Accounts differ, as to whether it was the Vikings or ‘The Pechs’ that held the secret to making the ale, but the similar vein that runs through them is that eventually there were only two people in the world who held the secret: a father and his son. When they were forced to disclose their secret, the father claimed he would share the recipe, but only if his son was killed first. This request was followed through and the father then exclaimed that he had lied – he never intended to share the recipe, but believed that his son would have, being weaker than himself, and therefore had him killed to protect the secret forever!
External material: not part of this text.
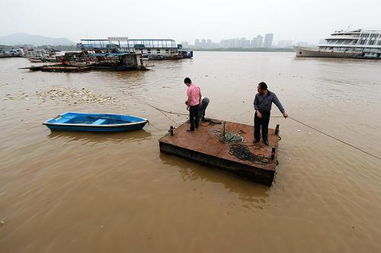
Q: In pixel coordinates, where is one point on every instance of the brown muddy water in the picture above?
(81, 192)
You can read a full version of this story in English in Robert Chambers’ Popular Rhymes of Scotland. The story starts with this charming description of the Pech people:

“LONG ago there were people in this country called the Pechs; short wee men they were, wi’ red hair, and long arms, and feet sae braid, that when it rained they could turn them up owre their heads, and then they served for umbrellas.”

Listen to a 1961 version on the Tobar an Dualchais website by John Jamieson Irvine, recorded by School of Scottish Studies fieldworker, Elizabeth Sinclair.

Another wonderful reference to this story is the 1890 poem “Heather Ale” by Robert Louis Stevenson.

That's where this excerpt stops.